First thing first: what’s an accessor?
An accessor is a custom method we can create inside a model and that can get and manipulate an attribute of that model. Its result can be a new attribute of that model or “substitute” an existing one.
Real case scenario: for instance, if we have a model mapping to an “album” table that has a “thumb” field in which the name of its thumbnail is stored. When we retrieve that value and put it in the src of a img tag, it can be annoying to build the path and then print that value at the end, especially if we have a lot of images.
We can build our accessor that creates a new attribute of that model and that will return the complete url for us. The name of the method must be built in this way: get{Name}Attribute. The “Name” can be what you want but if you use the name of the album’s field you are retrieving, the value of the field will be automatically passed.
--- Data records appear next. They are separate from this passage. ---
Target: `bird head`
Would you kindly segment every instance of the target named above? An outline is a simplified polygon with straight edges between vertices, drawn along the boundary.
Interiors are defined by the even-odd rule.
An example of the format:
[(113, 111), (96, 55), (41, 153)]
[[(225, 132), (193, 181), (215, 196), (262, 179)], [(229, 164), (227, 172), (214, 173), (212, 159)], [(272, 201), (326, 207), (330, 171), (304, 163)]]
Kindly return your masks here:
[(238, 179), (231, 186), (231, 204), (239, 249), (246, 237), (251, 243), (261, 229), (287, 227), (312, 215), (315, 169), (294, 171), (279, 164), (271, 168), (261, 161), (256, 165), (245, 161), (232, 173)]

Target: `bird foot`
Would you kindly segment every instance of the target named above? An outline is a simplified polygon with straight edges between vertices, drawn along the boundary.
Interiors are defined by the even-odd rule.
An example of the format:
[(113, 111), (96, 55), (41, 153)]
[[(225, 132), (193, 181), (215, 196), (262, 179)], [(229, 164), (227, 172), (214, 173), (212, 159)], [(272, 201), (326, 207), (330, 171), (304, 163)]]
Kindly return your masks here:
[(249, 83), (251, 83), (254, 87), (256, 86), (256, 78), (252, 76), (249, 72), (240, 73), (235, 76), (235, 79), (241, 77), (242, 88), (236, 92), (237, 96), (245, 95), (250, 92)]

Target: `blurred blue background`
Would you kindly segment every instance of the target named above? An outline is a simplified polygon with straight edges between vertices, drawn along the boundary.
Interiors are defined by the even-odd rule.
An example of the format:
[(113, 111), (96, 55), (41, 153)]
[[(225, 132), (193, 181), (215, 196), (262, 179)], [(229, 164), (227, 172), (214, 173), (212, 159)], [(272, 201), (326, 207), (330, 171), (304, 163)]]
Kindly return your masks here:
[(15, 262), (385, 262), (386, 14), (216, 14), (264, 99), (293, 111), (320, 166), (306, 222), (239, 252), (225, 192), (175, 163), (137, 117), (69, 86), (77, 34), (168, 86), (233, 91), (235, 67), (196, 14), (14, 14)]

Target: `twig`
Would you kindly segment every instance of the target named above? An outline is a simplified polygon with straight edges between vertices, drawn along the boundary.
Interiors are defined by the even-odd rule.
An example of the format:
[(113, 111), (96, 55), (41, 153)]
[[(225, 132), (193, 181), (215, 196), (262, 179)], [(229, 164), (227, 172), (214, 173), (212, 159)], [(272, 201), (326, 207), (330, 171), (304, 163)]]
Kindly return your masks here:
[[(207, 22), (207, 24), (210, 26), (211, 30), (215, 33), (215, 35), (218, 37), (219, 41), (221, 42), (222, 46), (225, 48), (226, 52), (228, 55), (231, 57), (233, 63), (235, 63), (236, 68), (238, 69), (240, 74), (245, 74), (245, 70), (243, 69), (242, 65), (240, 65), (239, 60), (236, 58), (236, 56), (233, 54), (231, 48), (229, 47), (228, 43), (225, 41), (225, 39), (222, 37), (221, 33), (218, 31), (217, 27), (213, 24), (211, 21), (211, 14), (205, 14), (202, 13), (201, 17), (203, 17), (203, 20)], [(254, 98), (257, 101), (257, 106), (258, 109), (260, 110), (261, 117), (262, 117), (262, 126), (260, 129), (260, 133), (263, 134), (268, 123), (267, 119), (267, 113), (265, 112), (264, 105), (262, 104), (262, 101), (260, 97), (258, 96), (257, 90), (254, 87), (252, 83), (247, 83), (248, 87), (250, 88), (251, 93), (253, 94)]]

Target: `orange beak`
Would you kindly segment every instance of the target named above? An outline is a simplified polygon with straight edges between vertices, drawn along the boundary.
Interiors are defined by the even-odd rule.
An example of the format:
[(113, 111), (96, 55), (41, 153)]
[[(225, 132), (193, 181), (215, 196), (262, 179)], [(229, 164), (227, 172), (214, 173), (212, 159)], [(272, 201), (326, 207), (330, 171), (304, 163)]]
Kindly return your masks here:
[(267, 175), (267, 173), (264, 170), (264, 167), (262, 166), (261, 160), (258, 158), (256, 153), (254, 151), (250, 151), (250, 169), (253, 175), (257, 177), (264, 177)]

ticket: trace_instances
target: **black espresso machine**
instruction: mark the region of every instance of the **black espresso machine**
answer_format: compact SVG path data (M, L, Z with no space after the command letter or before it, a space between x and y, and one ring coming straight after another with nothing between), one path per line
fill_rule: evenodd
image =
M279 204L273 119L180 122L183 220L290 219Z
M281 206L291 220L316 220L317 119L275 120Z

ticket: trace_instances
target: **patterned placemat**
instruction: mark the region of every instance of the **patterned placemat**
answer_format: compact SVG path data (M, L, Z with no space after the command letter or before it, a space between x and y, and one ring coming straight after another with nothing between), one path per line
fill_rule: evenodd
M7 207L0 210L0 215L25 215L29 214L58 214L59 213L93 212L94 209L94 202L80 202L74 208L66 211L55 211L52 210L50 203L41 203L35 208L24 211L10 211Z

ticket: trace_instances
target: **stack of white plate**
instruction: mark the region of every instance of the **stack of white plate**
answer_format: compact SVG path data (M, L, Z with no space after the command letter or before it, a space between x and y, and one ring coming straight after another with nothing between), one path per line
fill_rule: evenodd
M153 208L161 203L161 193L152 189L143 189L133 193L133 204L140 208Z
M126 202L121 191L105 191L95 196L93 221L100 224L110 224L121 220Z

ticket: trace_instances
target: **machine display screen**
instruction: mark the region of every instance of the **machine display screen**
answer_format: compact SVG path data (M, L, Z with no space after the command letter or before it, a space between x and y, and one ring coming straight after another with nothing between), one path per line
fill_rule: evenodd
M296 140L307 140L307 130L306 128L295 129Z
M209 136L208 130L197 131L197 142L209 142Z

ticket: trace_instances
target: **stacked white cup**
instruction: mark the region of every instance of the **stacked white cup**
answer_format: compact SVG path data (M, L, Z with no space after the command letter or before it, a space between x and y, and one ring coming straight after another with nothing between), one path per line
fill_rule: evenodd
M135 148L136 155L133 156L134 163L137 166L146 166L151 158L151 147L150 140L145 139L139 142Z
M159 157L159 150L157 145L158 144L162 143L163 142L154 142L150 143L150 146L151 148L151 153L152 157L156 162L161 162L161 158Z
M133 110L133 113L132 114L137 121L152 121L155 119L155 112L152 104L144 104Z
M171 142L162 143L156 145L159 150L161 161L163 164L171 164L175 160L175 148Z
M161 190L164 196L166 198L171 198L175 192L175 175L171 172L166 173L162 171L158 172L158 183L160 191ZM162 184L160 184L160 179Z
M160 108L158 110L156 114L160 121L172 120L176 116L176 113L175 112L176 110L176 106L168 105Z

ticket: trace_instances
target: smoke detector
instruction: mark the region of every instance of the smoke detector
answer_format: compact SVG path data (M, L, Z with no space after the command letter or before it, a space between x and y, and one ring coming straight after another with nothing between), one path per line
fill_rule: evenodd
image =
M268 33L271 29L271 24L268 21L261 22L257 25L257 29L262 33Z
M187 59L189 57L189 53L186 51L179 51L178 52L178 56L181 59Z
So, in the album model we can write:
public function getPathAttribute(){
return 'pathToThumbsFolder/'.$this->thumb;
}
Or using the field name
public function getThumbAttribute($value){
return 'pathToThumbsFolder/'.$value;
}
When we have an instance of an album, this accessor will let us write
$album->thumb
Where we want to get or print the full url to the thumbnail.
Of course, we can set that path in the .env file and use something like env('ALBUM_THUMB_DIR') as path in this method.
Further example: it can help building an if statement to show a default image if album has no thumbnail make the html code cleaner.
public function getThumbAttribute($value){
return $value?'pathToThumbsFolder/'.$value:'pathToDefaultImage/default.jpg';
}
This can be very helpful, save a lot of code and make it cleaner because every time you need to retrieve a value manipulating it first you have only one place to do it and possibly change it later.